目利きとして「イイ仕事してますねぇ~」と言うには、まず良いものを知ること、これが肝心と言うことでしょうか。
この、「よいものから」ということは、日本酒の「きき酒師」ワインで言うところの「ソムリエ」と呼ばれる人たちも同じ道を通り、酒(ワイン)の良し悪しの判断基準を養っていくそうです。
きき酒を生業としている方に限らず、お酒をたしなむ多くの方々が、「よりいっそうお酒を楽しむ」ためには、日本各地にある千差万別のお酒を味わってみることがよろしいのではないでしょうか。
「お酒を呑む人」に限らず、呑まない人も「ちょっとでもお酒に興味がある・・・」のなら、旅行先で地酒を買ってみる、さまざまな蔵元のお酒を「カタログ」や「インターネット」で取り寄せてみる、居酒屋でビールではなく地酒を頼んでみる・・・そんなこんなで旅行の目的が蔵元巡りになり、最後に自分の舌にあう1~2銘柄のお酒が決まる。そんな人が世の中少なくありません。

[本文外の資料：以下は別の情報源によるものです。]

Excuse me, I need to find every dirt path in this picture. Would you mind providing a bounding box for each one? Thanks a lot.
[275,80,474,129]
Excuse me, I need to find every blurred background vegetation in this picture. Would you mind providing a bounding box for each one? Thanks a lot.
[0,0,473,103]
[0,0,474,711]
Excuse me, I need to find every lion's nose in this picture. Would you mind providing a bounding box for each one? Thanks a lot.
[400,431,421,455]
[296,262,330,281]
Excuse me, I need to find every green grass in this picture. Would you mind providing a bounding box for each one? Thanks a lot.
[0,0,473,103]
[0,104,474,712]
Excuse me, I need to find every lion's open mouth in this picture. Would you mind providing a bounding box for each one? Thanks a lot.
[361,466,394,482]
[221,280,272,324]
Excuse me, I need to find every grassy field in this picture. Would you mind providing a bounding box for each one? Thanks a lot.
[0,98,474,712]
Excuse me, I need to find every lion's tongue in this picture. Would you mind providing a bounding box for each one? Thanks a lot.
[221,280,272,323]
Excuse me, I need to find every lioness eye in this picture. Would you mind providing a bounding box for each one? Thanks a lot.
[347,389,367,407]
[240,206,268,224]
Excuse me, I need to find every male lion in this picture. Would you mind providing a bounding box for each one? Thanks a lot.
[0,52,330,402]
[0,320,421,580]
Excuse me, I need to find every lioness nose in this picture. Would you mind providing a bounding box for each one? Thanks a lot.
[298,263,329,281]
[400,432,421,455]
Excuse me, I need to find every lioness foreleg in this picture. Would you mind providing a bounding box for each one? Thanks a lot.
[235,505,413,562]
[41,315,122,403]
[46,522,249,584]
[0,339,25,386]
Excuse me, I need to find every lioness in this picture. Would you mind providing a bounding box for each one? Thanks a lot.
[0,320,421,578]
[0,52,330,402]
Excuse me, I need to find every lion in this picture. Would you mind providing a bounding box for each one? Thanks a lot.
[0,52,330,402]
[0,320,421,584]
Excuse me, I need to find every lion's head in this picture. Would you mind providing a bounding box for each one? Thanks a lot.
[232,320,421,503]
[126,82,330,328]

当蔵にも、「いろいろ酒を飲んだけど、私には富士錦のしぼりたてが一番!!!自分に舌にも体にもあうみたいだ」と、長い航海の末、錨はここにおろしたよとおっしゃるお客様がいらっしゃいます。
蔵元として、何よりうれしい一言です。
そんな中、今年の秋の清酒の新製品が出揃いました。
大手メーカーは「増量低価格路線」に拍車がかかった感が否めません。
この路線・・・日本酒としての未来って見えてこない気がするのですが・・・。
「原料が米だけ」の酒がなぜ純米酒とうたえないのはどうしてなのかご存知ですか?

現在、伝統ある日本酒の製造技術を用い、世界に冠たる緻密で繊細な酒造りを守っているのは、紛れもない「地酒」と呼ばれる地方の志ある中小の酒蔵だけです。
みなさん、旅行のたびにその土地の「地酒」を味わい、 皆さんの「舌の錨」をおろすことができる銘柄の酒を見つけてください。